While GAA tourists continue to gaze with a morbid fascination at the apocalyptic state of Casement Park, the new county board were getting their hands dirty in other areas of GAA life in the county.

“Closing Casement [in 2013] must have been the worst decision in Antrim’s history,” Donnelly said last year. “And in relation to the Casement Park project, if you were trying to do 10 things wrong they did them all.”

However, with the help of the new Saffron Business Forum, the financial fortunes of the county have been transformed. They have over 100 members who each donate £1,000 each every year.

At last Monday night’s county convention, Antrim’s accounts showed a surplus of £273k last year.

That in itself is a staggering achievement when you consider the deficit position the county was in when the the likes of Donnelly and Reilly assumed their chairman and vice-chairman’s positions in 2015.

“Six weeks into the job people on the executive committee had to put their hands in their pockets to pay salaries,” Donnelly revealed.

“Now, that’s not something you want to tell the world. So it was a very low base.”

Fractured relations with the Casement Park social club were repaired and the headache that became Dunsilly is now showing signs of its undoubted potential.

The GAA’s £1m investment into the much heralded ‘Gaelfast’ project – a scheme designed to re-invigorate participation in the primary school sector of Belfast – wouldn’t have got off first base without the commercial know-how of people like Donnelly and Reilly.

However, Antrim was left reeling at the tail end of August when the pair announced they were stepping down after three years in post.

Running the affairs of Antrim GAA is a 40-hour week, and both men have their own business interests to tend to.

As one wise old sage put it: “They have climbed a third of the mountain.
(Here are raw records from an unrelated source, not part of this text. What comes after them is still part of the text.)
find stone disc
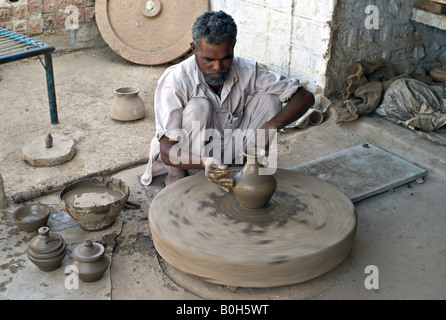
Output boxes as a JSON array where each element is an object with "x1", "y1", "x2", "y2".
[
  {"x1": 95, "y1": 0, "x2": 209, "y2": 65},
  {"x1": 149, "y1": 169, "x2": 357, "y2": 287},
  {"x1": 22, "y1": 134, "x2": 76, "y2": 167}
]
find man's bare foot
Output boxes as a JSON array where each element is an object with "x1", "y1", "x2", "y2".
[{"x1": 165, "y1": 167, "x2": 187, "y2": 186}]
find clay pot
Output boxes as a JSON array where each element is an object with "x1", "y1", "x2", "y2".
[
  {"x1": 110, "y1": 87, "x2": 146, "y2": 121},
  {"x1": 72, "y1": 240, "x2": 110, "y2": 282},
  {"x1": 12, "y1": 204, "x2": 51, "y2": 232},
  {"x1": 232, "y1": 149, "x2": 277, "y2": 209},
  {"x1": 27, "y1": 227, "x2": 67, "y2": 272},
  {"x1": 59, "y1": 177, "x2": 130, "y2": 231}
]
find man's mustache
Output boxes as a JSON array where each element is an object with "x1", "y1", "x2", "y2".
[{"x1": 206, "y1": 69, "x2": 229, "y2": 75}]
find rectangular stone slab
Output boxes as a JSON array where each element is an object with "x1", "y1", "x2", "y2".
[{"x1": 288, "y1": 144, "x2": 427, "y2": 202}]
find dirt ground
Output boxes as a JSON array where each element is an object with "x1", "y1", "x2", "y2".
[
  {"x1": 0, "y1": 42, "x2": 446, "y2": 300},
  {"x1": 0, "y1": 47, "x2": 165, "y2": 195}
]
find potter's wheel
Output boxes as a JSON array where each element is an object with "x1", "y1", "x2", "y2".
[
  {"x1": 149, "y1": 169, "x2": 356, "y2": 287},
  {"x1": 95, "y1": 0, "x2": 209, "y2": 65}
]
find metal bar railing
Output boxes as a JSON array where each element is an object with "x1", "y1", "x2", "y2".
[{"x1": 0, "y1": 28, "x2": 59, "y2": 124}]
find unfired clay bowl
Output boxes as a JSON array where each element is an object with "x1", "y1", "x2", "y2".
[
  {"x1": 12, "y1": 204, "x2": 51, "y2": 232},
  {"x1": 59, "y1": 177, "x2": 130, "y2": 231}
]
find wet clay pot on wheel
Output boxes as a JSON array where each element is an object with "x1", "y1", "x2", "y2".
[
  {"x1": 27, "y1": 226, "x2": 67, "y2": 272},
  {"x1": 110, "y1": 87, "x2": 146, "y2": 121},
  {"x1": 232, "y1": 148, "x2": 277, "y2": 209},
  {"x1": 72, "y1": 240, "x2": 110, "y2": 282}
]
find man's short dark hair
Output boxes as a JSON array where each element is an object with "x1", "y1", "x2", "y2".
[{"x1": 192, "y1": 10, "x2": 237, "y2": 51}]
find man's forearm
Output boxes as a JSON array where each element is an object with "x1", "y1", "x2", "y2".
[
  {"x1": 262, "y1": 87, "x2": 314, "y2": 130},
  {"x1": 160, "y1": 136, "x2": 207, "y2": 170}
]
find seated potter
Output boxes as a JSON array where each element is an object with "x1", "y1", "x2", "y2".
[{"x1": 141, "y1": 11, "x2": 314, "y2": 191}]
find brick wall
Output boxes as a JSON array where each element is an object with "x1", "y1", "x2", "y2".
[{"x1": 0, "y1": 0, "x2": 95, "y2": 36}]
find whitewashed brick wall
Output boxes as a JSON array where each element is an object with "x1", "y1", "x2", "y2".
[{"x1": 210, "y1": 0, "x2": 336, "y2": 88}]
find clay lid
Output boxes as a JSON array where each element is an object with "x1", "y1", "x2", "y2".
[
  {"x1": 73, "y1": 240, "x2": 105, "y2": 262},
  {"x1": 28, "y1": 226, "x2": 64, "y2": 254}
]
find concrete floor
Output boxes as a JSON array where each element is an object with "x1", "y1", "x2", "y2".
[{"x1": 0, "y1": 39, "x2": 446, "y2": 300}]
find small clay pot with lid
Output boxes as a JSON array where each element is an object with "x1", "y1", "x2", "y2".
[
  {"x1": 27, "y1": 226, "x2": 67, "y2": 272},
  {"x1": 72, "y1": 240, "x2": 110, "y2": 282}
]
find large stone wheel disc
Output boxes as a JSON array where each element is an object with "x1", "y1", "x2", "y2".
[
  {"x1": 149, "y1": 169, "x2": 357, "y2": 287},
  {"x1": 95, "y1": 0, "x2": 209, "y2": 65}
]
It’s up to someone else to climb the next third.”

In Ciaran McCavana of St Enda’s Glengormley, Antrim delegates chose a dynamic successor at Monday night’s convention.

Collie Donnelly and Terry Reilly helped put Antrim’s house in order. For the last three years they did the unromantic stuff.

They proved the cynics wrong and got things done.

Their enormous contribution to the health and well-being of Antrim GAA life will be remembered for a long, long time.